You’ll Always Miss Being in the Basement
We were tucked away in the corner room of a damp, musky basement.
A walking cliché, really: a handful of basically kids, working on The Next Big Thing, getting paid practically nothing, in a startup on University Ave in Palo Alto. We’d see the Facebook kids across the street dress up for their toga parties and hundred million user celebrations. Listen in on VCs courting people like us at lunch. Go to the never-ending list of meetups every week.
The founder and the CEO had done it all before in the previous boom, growing the company to billions. They knew what growth actually meant for a company; they had lived it.

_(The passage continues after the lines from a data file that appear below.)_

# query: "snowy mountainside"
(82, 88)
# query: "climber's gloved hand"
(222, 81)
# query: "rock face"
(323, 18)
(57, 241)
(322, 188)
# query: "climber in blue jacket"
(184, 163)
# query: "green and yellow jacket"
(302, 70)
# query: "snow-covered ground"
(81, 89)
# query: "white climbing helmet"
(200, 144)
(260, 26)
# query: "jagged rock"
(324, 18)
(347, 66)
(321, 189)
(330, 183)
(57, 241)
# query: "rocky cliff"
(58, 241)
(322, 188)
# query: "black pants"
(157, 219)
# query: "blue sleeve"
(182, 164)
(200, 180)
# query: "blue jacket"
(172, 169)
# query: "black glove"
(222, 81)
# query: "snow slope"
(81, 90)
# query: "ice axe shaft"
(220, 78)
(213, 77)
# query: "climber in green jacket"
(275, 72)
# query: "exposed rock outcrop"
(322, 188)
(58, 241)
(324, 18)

One day, in-between talking about our obviously bright and inevitable future and where we wanted to take the fledgling company, the founder stopped and said something that sounded like a lightning bolt to me, even back then:
One day this company will get huge. You’ll help hire your replacements, and they’ll hire still more people under them. We’ll be making tons of money, we’ll IPO, we’ll be famous, we’ll move into bigger and better offices.
As great as that’s going to be, I guarantee you one thing: you’re always going to miss being down in this basement, with these people.
Like many things he said, this was true at face value, but it just wasn’t in the cards for our particular company itself. The company was perpetually just about to close the one massive sale that would make us rich, at least according to our sales team.
But he was right. Even now, parts of me want to be back in that basement. I want to be working with that team, on a product we thought would be the next big thing, laughing with each other on the walk to lunch. Feeling like a part of something.
Most decent companies have a basement. Even if the company isn’t successful, or rich, or famous, or doesn’t even have a physical basement, they have a basement. Even if the work itself was grueling and underappreciated… a lot of pride can come from within a team’s frustration, at times.
I’m stretching the metaphor, but money can’t buy basements. My favorite memories from my five years at GitHub are simple and cheap. Having our weekly small-sided lunchtime soccer game against Atlassian. Passionately arguing the style of music required for us to finish Pull Requests. Organizing drinks with Square back when we both could fit into one tiny bar. Debating scaling of our respective sites with Heroku friends (“it’s just a fucking Git repository, that’s easy!”, we would inevitably learn). Literally every one of our office dogs.
Look: there’s plenty to worry about in a growing company. Product, trajectory, hiring. At the end of the day, a company needs to make money. That’s how you pay the employees that contribute so much to your success.
But at some point, you’re going to want to end up back in that basement.
Probably the folly of being human, maybe. You remember the good times and forget the bad. You take to glamorous reinterpretations of history. But it’s a nice comfort nonetheless. It’s why I do things, anyway.